According to a recent Gallup survey commissioned by the Knight Foundation and the Newseum, race is a major factor in the perception of First Amendment rights among college students. The difference is stark: non-Hispanic black college students are much less likely than non-Hispanic white college students to believe the right of people to assemble peacefully is secure, at 39 percent vs. 70 percent, respectively. To put it differently, fewer than half of non-Hispanic black college students believe the right to assemble peacefully is secure, whereas a significant majority of non-Hispanic white college students believe that right is secure.7
The timing of this survey in 2016, amid the many protests related to police violence against African Americans, offers a possible explanation for this large difference. During this period, many of the campus activists brought the national race discourse to campus. In doing so, many of these students were at least carefully tracking, if not directly involved in, off-campus protests around the United States, in Ferguson, Missouri, and Baltimore, Maryland, among other places. In many of these instances, students saw footage of violent confrontations with police officers charged with keeping the peace at the protests. Tensions were running high in many cities and on campuses as well.
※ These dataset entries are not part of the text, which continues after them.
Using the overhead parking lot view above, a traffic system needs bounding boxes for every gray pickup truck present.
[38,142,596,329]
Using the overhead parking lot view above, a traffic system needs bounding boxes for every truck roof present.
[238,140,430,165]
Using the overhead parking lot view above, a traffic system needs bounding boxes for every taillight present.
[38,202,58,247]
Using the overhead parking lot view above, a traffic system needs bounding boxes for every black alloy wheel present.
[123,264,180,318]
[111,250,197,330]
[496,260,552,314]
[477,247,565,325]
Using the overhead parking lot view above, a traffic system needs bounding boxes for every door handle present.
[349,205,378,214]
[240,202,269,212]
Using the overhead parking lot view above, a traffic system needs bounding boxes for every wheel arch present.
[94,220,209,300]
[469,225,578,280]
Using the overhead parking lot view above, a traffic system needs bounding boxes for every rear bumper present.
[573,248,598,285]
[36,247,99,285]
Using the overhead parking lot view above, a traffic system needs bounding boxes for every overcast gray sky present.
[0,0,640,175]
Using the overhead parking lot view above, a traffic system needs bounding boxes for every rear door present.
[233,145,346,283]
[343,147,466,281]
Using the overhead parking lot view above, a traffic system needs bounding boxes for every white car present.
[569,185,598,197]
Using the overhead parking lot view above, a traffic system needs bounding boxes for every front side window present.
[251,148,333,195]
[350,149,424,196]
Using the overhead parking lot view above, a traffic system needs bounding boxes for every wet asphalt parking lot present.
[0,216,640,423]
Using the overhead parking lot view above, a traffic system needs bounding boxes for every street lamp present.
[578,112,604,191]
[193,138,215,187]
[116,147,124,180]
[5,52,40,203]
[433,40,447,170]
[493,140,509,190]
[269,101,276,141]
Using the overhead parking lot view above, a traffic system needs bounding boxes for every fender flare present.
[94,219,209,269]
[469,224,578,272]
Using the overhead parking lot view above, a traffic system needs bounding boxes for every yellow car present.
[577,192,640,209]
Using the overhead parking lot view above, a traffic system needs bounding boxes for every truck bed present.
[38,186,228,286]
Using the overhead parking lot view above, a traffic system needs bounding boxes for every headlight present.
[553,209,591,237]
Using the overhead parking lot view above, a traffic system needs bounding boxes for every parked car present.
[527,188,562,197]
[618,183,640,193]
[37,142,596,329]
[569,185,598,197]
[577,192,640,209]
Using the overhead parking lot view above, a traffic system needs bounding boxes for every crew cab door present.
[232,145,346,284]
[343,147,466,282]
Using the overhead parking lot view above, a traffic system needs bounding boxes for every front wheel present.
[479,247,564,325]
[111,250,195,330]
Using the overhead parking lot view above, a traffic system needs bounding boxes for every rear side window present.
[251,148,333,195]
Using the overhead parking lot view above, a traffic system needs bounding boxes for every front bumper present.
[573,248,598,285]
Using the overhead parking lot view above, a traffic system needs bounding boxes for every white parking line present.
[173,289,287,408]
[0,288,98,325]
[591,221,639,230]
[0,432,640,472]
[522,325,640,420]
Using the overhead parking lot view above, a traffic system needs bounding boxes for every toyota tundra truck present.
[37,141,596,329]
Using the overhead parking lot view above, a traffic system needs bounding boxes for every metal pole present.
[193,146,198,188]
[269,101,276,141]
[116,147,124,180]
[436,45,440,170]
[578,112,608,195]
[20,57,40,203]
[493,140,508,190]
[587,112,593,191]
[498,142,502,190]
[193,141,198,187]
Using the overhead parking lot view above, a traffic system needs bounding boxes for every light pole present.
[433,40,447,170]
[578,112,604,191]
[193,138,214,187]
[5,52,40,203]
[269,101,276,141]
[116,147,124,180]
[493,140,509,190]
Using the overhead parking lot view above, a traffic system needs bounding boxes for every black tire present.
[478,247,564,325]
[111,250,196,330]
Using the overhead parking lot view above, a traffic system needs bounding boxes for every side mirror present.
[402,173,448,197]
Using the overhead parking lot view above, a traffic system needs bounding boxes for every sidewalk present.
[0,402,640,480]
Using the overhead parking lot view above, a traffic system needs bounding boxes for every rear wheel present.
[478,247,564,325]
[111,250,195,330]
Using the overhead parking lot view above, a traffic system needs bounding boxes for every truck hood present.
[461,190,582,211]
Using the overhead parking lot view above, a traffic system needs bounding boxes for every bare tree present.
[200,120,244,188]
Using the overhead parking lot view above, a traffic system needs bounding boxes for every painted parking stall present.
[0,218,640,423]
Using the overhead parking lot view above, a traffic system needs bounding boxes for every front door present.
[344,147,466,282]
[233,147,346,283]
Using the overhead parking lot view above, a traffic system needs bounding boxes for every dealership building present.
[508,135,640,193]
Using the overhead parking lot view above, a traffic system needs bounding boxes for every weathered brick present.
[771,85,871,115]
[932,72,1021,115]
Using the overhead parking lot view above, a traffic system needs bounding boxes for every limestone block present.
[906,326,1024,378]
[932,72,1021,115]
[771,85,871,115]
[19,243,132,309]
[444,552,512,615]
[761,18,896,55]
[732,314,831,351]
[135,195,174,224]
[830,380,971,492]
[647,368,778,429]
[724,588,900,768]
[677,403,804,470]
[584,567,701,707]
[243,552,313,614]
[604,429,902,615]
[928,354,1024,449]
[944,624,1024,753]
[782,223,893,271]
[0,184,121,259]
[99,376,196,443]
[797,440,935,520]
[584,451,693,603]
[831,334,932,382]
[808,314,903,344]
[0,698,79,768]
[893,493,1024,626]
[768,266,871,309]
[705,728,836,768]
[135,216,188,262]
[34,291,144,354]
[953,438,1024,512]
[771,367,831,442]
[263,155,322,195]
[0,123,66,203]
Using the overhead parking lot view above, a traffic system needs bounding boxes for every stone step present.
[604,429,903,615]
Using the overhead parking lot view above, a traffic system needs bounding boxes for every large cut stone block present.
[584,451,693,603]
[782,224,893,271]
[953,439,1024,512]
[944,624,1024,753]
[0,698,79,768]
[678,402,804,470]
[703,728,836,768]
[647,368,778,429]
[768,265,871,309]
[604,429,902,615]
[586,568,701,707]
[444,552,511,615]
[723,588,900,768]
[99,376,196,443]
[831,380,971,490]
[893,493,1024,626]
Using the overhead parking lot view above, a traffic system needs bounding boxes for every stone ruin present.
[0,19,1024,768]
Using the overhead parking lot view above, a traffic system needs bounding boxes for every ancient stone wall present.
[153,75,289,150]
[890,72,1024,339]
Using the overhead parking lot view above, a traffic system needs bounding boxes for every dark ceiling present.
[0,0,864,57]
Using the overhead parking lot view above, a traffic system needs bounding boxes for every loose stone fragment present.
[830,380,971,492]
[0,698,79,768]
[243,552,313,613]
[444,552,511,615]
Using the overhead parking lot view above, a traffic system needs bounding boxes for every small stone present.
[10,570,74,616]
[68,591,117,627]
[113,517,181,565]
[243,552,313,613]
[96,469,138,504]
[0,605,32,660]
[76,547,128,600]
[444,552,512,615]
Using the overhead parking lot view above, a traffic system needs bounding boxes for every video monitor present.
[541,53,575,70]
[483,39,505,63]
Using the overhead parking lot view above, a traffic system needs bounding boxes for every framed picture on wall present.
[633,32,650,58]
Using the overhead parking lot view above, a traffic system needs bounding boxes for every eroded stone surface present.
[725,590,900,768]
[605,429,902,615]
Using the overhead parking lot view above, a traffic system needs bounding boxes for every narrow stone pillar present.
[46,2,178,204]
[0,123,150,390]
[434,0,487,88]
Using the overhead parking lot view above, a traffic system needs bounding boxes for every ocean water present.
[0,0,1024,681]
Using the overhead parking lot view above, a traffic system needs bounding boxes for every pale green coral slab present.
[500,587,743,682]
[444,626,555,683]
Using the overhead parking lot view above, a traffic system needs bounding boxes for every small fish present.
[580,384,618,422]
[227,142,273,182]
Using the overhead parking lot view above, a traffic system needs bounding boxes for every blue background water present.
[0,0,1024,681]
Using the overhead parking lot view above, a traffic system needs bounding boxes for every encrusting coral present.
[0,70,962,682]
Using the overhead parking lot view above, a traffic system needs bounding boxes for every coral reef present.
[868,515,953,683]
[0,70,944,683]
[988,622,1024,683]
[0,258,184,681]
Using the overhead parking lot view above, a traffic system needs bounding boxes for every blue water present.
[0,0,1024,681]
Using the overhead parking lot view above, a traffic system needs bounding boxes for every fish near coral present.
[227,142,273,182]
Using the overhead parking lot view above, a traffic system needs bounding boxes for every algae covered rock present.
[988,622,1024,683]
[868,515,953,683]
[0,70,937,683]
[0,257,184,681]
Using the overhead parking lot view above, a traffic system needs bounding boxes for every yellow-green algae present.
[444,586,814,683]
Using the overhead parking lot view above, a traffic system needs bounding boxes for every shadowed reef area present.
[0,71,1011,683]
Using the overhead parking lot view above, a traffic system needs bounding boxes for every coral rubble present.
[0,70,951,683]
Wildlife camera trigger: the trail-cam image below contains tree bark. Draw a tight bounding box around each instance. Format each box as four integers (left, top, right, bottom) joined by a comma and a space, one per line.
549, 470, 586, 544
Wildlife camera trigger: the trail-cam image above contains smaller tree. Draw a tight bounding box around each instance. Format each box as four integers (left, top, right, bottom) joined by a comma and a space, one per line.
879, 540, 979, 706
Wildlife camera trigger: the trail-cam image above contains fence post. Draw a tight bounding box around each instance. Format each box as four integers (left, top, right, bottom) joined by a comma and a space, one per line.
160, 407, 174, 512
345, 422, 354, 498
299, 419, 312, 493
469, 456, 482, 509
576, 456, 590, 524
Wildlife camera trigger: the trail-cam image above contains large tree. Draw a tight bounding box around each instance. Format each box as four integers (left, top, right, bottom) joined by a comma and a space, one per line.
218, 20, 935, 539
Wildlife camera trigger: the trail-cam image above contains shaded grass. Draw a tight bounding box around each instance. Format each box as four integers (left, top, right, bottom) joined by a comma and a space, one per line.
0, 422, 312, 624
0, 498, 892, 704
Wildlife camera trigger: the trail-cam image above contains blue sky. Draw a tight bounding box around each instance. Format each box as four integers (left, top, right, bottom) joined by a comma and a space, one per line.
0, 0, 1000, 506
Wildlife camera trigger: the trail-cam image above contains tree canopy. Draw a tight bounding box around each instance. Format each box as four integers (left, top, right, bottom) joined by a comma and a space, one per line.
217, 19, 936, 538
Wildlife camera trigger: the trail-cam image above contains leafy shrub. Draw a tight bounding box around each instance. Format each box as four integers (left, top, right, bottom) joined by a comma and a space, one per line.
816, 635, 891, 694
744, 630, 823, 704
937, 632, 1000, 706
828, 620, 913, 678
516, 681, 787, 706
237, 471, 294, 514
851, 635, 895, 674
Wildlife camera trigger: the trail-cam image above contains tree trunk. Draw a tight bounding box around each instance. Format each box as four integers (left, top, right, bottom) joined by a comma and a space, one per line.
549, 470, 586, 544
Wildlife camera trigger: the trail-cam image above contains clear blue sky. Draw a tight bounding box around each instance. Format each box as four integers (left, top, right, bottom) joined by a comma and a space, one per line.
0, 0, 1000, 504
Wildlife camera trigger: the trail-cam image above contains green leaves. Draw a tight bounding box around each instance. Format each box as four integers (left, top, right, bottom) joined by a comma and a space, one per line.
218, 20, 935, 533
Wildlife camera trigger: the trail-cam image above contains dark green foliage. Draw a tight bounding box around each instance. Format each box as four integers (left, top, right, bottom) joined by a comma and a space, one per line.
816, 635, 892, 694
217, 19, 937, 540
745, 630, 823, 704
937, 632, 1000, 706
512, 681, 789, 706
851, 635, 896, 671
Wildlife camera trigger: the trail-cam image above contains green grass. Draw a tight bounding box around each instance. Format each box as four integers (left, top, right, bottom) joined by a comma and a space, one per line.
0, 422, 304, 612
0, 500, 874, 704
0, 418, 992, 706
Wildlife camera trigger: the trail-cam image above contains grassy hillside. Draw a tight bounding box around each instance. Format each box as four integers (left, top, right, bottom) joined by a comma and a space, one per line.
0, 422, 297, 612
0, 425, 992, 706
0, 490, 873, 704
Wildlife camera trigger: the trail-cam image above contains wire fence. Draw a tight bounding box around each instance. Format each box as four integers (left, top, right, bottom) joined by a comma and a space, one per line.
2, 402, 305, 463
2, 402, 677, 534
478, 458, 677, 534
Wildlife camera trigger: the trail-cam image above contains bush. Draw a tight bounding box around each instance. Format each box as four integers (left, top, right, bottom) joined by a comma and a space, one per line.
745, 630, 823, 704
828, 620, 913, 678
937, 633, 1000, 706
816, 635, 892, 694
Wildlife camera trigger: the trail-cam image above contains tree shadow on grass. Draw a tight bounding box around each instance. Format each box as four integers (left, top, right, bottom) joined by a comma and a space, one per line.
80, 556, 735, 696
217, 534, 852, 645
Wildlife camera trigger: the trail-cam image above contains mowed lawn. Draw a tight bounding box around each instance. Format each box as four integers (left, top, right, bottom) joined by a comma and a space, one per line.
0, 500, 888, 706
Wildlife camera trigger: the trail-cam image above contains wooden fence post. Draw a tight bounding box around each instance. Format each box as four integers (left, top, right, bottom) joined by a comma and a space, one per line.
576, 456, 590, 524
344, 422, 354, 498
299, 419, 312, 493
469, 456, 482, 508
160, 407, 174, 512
Taken together, these recent survey findings demonstrate that most students do support First Amendment protections, but they also recognize some of the tensions involved. The survey findings also reveal that students’ perception of how secure these rights are varies dramatically based on their racial background. This troubling divide points to the need for open dialogue about the importance of these rights, as well as about the reasons behind the students’ widely held concerns.
The struggle for civil rights in the United States has long been integrally linked to the debate over civil liberties, such as free expression, a free press, and the freedom of peaceful assembly. As members of academic communities and democracies, we must listen with care to one another’s perspectives, recognizing in particular that there are racial, class, and other divides in how certain freedoms are perceived. We should strive to implement policies that accomplish all of these essential goals at once. Though frequently in tension, these goals have long proved compatible. On our campuses in particular, they can and ought to be.